Ask HN: Is it a good idea to launch a startup during holiday season? - paraschopra

Just curious what you think on whether it is a good idea to launch a startup/product/tool during a time everyone is in a mood to holiday? Or is it wise to wait for the season to pass? Any specific experiences or advice?
======
mattwdelong
I recently came across the same question via OnStartups.com. Here:
[http://answers.onstartups.com/questions/4794/is-launching-
ju...](http://answers.onstartups.com/questions/4794/is-launching-just-before-
christmas-new-year-a-good-idea)

I personally think the right answer would have to take into consideration the
context of the launch and the product. However, I think that if there is no
expense to launch, then do it. Do it now.

------
kls
If you are going to incur expenses and your potential customers will not be
available due to preoccupation, then you should wait until you have the full
attention of your customer.

------
anigbrowl
What does it do? If it's family-oriented, it might be a great time. If it's
business-y, not. Context matters.

------
csuper
I asked a few days ago - here is that thread.

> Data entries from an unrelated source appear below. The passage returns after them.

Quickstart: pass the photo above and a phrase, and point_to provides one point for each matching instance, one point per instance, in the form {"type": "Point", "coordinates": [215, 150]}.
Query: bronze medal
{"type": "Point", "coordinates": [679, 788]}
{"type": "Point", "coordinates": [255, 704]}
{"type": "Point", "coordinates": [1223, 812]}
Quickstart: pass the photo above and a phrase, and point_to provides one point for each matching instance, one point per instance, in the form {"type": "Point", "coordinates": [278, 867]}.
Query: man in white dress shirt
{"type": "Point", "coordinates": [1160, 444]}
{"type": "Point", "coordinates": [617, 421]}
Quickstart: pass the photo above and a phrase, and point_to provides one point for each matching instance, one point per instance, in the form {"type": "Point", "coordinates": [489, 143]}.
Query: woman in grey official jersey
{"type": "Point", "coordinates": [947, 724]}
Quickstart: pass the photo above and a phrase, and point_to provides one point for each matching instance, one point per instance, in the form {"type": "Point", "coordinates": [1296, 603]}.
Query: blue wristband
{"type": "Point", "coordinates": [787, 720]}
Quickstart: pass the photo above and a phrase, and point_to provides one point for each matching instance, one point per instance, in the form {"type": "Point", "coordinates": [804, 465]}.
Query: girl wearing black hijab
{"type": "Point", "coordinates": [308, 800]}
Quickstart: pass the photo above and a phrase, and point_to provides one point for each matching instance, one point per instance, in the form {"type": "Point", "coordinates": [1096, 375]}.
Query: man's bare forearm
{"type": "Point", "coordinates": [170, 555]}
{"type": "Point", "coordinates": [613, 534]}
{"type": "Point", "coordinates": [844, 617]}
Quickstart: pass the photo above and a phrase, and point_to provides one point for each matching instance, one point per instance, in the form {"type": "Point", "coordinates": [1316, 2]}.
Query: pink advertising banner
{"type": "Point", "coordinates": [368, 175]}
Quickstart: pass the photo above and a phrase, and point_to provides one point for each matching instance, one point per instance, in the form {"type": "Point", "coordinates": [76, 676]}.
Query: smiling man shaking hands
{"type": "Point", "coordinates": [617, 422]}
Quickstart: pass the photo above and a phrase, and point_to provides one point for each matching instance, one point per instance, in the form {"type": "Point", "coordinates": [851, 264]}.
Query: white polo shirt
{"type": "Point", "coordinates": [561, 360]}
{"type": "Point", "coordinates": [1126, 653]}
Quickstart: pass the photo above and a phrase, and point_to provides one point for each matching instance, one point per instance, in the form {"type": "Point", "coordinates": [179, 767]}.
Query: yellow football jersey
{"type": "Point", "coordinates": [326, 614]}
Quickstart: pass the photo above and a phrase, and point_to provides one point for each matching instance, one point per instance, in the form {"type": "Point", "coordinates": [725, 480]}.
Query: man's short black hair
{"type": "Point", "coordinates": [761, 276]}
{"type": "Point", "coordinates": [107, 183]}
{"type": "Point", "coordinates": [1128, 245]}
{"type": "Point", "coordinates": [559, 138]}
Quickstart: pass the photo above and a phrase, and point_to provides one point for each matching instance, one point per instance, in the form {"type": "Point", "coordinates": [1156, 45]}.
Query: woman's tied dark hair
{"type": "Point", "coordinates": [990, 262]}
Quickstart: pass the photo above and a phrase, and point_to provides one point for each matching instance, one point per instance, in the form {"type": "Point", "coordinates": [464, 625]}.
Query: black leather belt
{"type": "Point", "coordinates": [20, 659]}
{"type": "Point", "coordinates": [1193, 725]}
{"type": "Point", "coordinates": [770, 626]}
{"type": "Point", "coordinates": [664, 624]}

<http://news.ycombinator.com/item?id=975840>

------
bbsabelli
Launch. You'll hopefully be around in a year, so anything you learn now will
be useful a year from now too.

------
DanielBMarkham
launching a startup, i.e. beginning to create something? Absolutely. No time
like the present. "Launching" the startup, i.e., going public with something
you've already created? Depends on what it is.